Establish the Cloudflare tunnel connection

cloudflared tunnel login

Follow the instructions to retrieve the certificate from Cloudflare.

Create the tunnel in the Cloudflare Zero Trust dashboard:

Cloudflared is already installed so copy and paste the section of code highlighted in Red

Check that the status of the channel shows as “Healthy” in the Zero Trust dashboard.

Add a “Public Hostname” to send traffic to nostdress running on your server (127.0.0.1 port 17423 by default)

You should now be able to access the page to set up the Lightning address and connection to the Lightning node at https://yourdomain.org/lnaddress.

Enter the username that you wish to use and the connection details for the Lightning node. The IP address should be the internal IP address of your Lightning node, port 8080. Enter your Nostr public key if you wish to receive DMs for zaps.

Submit the changes, and if successful a test invoice will be generated.

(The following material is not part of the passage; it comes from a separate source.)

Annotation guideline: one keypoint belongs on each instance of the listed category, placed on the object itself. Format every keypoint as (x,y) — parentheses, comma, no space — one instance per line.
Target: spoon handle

Create a new WAF (Web Application Firewall) rule in Cloudflare to block URLs that shouldn’t be accessible publicly with the following expression and action set to “Block”

(http.request.uri.path contains "/lnaddress") or (http.request.uri.path contains "/claim") or (http.request.uri.path contains "/api") or (http.request.uri.path contains "/grab")

Verify that https://yourdomain.org/lnaddress is now blocked.

Change your Nostr Lighting address and test to confirm that zaps are working correctly!